This approach generates multiple-choice questions using the MQAG model based on the main response and then compares the answers from different samples. If the answers are consistent, the sentence is considered valid; if they diverge, it indicates a potential hallucination.
A dictionary is returned containing the Kullback-Leibler divergence, mismatch count, Hellinger distance, and total variation.

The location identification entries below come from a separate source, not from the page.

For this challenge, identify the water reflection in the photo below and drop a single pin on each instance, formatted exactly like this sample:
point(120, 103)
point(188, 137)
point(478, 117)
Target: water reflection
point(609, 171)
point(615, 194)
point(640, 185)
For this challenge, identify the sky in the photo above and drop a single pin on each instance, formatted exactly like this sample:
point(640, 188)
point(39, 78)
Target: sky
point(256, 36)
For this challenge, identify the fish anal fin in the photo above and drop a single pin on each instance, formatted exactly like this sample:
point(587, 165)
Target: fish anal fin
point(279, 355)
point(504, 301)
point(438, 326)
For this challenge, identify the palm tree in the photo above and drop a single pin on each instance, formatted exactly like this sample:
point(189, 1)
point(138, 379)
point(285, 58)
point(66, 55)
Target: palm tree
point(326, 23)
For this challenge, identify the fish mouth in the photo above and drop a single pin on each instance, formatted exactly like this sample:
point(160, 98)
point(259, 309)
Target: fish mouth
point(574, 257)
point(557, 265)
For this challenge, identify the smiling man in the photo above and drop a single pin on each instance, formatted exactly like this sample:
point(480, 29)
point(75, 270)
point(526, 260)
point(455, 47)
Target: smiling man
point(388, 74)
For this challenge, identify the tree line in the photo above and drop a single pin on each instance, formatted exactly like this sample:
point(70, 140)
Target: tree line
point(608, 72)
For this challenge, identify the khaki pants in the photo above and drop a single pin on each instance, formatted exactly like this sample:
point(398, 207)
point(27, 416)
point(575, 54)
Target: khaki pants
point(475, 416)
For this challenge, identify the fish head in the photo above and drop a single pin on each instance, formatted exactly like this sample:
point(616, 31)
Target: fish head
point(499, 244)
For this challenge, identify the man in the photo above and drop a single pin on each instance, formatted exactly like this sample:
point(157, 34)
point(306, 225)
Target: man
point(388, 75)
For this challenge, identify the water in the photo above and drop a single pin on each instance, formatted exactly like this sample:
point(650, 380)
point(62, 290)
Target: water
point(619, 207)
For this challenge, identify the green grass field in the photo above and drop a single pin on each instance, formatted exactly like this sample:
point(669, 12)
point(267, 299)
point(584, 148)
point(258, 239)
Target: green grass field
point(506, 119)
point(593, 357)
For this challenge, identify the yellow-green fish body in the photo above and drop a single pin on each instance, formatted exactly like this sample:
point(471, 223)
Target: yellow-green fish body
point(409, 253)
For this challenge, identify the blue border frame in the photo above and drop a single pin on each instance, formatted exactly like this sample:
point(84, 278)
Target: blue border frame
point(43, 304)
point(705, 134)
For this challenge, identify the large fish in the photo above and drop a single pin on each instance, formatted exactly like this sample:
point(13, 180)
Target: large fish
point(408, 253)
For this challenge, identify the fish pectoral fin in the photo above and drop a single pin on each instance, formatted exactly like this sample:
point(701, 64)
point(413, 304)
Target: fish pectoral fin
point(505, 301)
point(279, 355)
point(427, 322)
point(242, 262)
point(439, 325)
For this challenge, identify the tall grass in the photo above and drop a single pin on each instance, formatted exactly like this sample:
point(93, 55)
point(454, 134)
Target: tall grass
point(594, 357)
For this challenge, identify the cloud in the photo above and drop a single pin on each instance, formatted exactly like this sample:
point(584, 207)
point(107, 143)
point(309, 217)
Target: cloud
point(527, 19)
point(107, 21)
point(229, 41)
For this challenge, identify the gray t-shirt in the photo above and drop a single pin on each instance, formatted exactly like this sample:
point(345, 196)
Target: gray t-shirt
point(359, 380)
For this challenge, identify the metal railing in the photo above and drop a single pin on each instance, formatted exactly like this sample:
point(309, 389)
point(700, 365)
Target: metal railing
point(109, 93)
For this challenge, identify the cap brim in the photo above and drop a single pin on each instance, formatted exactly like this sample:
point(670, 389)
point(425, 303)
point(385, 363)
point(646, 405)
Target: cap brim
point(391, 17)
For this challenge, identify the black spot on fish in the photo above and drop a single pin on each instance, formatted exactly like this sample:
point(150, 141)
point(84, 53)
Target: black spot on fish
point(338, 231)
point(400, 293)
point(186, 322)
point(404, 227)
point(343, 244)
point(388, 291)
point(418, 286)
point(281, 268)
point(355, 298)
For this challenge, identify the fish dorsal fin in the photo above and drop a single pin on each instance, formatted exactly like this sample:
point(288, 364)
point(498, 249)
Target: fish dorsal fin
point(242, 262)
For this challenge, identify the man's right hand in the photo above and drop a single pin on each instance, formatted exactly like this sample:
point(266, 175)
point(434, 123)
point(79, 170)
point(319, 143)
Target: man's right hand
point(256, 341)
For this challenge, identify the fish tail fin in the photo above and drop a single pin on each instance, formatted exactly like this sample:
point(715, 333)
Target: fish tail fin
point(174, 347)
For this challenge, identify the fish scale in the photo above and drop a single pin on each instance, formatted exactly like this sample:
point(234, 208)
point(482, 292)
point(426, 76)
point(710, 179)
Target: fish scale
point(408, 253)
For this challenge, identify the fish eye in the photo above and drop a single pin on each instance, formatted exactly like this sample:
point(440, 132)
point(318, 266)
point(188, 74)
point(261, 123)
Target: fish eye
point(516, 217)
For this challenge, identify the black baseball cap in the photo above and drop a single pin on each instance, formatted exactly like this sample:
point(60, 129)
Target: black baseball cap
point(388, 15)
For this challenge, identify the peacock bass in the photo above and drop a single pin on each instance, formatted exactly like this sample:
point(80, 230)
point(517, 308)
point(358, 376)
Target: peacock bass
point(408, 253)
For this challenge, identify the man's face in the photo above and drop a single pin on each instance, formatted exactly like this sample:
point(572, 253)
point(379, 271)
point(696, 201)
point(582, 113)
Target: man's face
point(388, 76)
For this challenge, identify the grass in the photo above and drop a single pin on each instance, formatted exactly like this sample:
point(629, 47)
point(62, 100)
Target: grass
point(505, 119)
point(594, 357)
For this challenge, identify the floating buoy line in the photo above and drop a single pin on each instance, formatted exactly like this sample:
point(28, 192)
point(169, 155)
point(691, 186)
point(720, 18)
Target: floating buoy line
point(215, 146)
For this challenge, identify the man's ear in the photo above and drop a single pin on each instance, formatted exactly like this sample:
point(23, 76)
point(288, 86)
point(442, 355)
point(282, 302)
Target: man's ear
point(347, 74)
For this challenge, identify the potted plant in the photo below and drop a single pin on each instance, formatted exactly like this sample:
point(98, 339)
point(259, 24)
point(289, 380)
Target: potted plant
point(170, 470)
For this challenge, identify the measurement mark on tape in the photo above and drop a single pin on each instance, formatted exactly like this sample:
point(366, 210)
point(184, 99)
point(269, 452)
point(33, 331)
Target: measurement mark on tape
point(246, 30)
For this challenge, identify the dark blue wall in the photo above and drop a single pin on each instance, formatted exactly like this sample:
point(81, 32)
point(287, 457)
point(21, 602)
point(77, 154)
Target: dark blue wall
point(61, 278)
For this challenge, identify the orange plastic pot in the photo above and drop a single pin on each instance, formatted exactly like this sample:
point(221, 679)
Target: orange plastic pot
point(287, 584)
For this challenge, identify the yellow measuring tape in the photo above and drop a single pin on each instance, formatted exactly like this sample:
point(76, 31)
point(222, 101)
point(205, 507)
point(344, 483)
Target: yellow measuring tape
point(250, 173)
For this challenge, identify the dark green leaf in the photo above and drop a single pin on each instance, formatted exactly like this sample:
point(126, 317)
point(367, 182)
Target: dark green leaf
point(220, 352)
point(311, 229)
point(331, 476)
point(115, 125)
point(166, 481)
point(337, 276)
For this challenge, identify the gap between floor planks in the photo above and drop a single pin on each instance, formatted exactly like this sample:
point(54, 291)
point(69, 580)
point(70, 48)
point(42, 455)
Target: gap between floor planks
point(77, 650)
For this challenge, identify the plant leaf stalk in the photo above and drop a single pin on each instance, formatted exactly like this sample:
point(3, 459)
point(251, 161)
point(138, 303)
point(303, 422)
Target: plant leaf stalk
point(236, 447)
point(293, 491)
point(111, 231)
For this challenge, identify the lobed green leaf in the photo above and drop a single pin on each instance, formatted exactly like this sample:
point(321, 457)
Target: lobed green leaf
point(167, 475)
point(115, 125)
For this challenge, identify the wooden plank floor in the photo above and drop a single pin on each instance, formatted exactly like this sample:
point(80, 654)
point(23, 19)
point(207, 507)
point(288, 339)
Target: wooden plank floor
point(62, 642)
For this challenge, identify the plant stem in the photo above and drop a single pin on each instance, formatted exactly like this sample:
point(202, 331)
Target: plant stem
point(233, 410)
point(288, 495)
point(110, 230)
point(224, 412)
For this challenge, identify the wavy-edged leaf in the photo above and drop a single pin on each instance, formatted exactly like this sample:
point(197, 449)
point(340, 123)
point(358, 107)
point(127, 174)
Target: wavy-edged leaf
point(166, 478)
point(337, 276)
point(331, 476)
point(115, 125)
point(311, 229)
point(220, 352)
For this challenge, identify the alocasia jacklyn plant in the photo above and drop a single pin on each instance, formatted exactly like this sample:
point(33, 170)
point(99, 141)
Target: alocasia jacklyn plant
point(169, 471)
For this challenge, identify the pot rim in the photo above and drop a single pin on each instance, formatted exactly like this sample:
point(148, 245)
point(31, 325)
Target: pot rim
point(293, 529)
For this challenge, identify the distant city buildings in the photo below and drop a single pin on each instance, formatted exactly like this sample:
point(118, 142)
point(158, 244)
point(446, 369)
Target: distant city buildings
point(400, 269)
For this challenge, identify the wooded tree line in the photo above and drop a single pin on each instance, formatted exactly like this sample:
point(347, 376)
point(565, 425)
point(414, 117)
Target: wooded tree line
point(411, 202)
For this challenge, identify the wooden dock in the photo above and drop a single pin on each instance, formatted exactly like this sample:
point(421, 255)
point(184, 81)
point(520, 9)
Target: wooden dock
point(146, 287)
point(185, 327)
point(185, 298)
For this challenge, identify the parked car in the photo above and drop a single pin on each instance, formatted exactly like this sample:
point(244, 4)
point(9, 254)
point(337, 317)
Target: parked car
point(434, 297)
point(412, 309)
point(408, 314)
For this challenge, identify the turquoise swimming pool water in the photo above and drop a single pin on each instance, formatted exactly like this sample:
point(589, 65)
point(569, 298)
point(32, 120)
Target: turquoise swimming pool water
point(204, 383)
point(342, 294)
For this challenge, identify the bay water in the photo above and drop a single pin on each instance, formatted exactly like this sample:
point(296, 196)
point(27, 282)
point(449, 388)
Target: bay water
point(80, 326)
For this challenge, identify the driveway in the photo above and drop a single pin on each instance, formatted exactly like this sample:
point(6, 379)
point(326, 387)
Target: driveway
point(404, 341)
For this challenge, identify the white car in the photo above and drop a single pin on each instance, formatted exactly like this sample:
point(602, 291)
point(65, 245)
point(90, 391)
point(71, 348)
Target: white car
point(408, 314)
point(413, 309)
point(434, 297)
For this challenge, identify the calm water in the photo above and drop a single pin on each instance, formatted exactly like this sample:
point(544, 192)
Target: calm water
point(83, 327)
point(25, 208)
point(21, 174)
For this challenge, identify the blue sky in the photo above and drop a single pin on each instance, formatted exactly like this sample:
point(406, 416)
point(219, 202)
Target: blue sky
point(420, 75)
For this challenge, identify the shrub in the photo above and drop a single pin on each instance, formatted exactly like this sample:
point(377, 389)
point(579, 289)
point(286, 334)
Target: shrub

For our use case we’ll simply take the max total variation, as this represents the maximum likelihood that somewhere in the passage is a hallucination.
from typing import Any
from opik.evaluation.metrics import base_metric, score_result
import selfcheckgpt
from selfcheckgpt.modeling_mqag import MQAG
import spacy
import torch
class SelfCheckGPTMQAG(base_metric.BaseMetric):
def __init__(self, name: str = "SelfCheckGPTMQAG", model_name: str = "gpt-4o", language: str = "en", nlp = sentence_model):
self.name = name
self.model_name = model_name
self.language = language
self.opik_logger = OpikLogger()
self.nlp = nlp
self.device = torch.device("cuda" if torch.cuda.is_available() else "cpu")
self.selfcheck_mqag = MQAG(device=self.device)
def score(self, question: str, answer: str, model_name: str, system_prompt: str, num_samples: int = 3,
num_questions: int = 3, **ignored_kwargs: Any):
"""
Score the output of an LLM using MQAG with CUDA acceleration.
Args:
question: The question asked to the LLM.
answer: The answer from the LLM to score.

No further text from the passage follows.